Lysergic Acid Diethylamide more commonly known as LSD, is one of the most powerful hallucinogenic drugs known.(See drugabuse).
It was invented in 1938 by the Swiss chemist, Albert Hoffman, who was interested in developing medicines from compounds in ergot, a fungus that attacks rye. Although LSD is purely synthetic, clues to its biological activity can be found by tracing the history of the fungus from which it is derived.
The mechanism by which LSD causes such profound affects on the human perception still hasn't been established. What is known, is that as well as the uterine-constricting activity mentioned earlier, LSD stimulates centers of the sympathetic nervous system in the midbrain, which leads to pupillary dilation, increase in body temperature, and rise in the blood-sugar level. LSD also has a serotonin-blocking effect. Serotonin is a hormone-like substance, occurring naturally in various organs of warm-blooded animals. Concentrated in the midbrain, it plays an important role in the propagation of impulses in certain nerves and therefore in the biochemistry of psychic functions. LSD also influences neurophysiological functions that are connected with dopamine, which is another naturally occurring hormone-like substance. Most of the brain centres receptive to dopamine become activated by LSD, while the others are depressed. The structure of LSD is very similar to other hallucinogenic drugs such as mescaline and psilocybin, all of which contain a substituted indole ring (or a related structure).

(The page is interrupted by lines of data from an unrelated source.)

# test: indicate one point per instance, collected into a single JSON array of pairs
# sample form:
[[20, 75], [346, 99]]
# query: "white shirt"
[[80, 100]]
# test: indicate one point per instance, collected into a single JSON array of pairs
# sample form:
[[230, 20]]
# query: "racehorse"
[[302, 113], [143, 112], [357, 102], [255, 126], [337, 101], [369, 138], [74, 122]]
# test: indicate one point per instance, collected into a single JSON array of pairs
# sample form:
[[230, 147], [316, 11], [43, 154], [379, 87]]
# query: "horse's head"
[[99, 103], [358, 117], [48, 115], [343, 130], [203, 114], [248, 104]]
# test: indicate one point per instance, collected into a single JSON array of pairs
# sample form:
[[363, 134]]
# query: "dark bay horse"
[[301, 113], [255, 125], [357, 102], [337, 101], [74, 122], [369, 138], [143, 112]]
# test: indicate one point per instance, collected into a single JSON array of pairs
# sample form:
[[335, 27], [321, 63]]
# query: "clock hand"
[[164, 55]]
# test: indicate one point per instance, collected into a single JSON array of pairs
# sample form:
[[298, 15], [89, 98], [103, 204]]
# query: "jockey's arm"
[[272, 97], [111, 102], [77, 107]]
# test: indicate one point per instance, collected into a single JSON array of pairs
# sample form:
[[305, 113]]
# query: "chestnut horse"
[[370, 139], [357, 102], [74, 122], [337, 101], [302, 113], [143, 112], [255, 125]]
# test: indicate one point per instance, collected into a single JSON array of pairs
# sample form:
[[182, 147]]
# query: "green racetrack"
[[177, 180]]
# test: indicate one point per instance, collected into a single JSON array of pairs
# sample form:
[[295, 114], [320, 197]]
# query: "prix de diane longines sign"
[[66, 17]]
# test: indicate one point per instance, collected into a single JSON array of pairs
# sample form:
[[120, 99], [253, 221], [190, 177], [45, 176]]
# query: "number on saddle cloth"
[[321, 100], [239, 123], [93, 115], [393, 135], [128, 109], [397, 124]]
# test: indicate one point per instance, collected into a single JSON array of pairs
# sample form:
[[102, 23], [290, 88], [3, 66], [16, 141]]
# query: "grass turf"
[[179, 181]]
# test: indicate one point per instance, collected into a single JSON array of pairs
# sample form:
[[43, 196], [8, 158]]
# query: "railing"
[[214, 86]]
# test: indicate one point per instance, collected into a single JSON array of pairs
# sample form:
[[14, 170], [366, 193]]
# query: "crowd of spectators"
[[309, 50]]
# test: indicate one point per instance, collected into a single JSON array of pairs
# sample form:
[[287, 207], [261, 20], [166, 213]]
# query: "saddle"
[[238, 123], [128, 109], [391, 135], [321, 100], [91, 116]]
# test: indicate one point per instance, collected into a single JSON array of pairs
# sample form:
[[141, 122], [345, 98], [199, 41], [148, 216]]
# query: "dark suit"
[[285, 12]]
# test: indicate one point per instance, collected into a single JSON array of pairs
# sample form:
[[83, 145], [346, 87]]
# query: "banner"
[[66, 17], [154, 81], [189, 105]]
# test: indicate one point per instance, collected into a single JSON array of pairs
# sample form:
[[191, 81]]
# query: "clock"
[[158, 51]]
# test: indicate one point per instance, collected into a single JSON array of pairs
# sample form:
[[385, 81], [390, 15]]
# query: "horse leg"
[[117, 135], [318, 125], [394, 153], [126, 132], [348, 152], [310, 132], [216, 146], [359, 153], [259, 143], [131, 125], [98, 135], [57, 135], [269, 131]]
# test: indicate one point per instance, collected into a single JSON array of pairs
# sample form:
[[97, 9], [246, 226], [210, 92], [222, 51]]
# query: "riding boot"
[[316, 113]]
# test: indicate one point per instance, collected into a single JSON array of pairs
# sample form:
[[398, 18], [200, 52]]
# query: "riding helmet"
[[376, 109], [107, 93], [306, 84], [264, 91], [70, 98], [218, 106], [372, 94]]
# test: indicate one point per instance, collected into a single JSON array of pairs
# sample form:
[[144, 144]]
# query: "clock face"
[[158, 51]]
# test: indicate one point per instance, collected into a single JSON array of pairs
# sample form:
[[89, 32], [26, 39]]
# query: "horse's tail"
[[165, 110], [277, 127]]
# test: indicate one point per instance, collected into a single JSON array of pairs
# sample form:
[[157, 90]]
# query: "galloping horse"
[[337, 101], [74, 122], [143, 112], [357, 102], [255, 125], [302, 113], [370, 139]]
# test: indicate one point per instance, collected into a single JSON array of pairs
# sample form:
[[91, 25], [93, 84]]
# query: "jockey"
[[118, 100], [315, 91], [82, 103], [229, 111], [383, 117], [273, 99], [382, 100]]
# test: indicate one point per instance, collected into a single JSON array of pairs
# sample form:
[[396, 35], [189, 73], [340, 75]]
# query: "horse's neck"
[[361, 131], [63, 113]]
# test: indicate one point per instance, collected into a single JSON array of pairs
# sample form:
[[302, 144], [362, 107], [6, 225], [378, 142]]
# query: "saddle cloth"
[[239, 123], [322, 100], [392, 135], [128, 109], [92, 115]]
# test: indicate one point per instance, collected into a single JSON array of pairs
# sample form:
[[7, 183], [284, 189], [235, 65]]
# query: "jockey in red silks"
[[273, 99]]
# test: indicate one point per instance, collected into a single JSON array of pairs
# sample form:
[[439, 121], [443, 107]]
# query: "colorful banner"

LSD's effects normally last from 6–12 hours depending on dosage, tolerance, body weight and age.
LSD affects a large number of the G protein coupled receptors, including all dopamine receptor subtypes, all adrenoreceptor subtypes as well as many others. LSD binds to most serotonin receptor subtypes except for 5-HT3 and 5-HT4. However, most of these receptors are affected at too low affinity to be activated by the brain concentration of approximate 10-20 nM. Recreational doses of LSD can affect 5-HT1A, 5-HT2A, 5-HT2C, 5-HT5A, 5-HT5 B and 5-HT6. The hallucinogenic effects of LSD are attributed to its strong partial agonist effects at 5-HT2A receptors as specific 5-HT2A agonist drugs are hallucinogenic and largely 5-HT2A specific antagonists block the hallucinogenic activity of LSD. Exactly how this produces the drug’s effects is unknown, but it is thought that it works by increasing glutamate release and hence excitation in the cortex, specifically in layers IV and V. In the later stages, LSD acts through DARPP-32 - related pathways that are likely the same for multiple drugs including Cocaine, amphetamine, nicotine, caffeine, PCP, ethanol and morphine. A particularly compelling look at the actions of LSD was performed by Barry Jacobs recording from electrodes implanted into cat raphe nuclei. Behaviorally relevant doses of LSD result in a complete blockade of action potential activity in the dorsal raphe, effectively shutting off the principal endogenous source of serotonin to the telencephalon.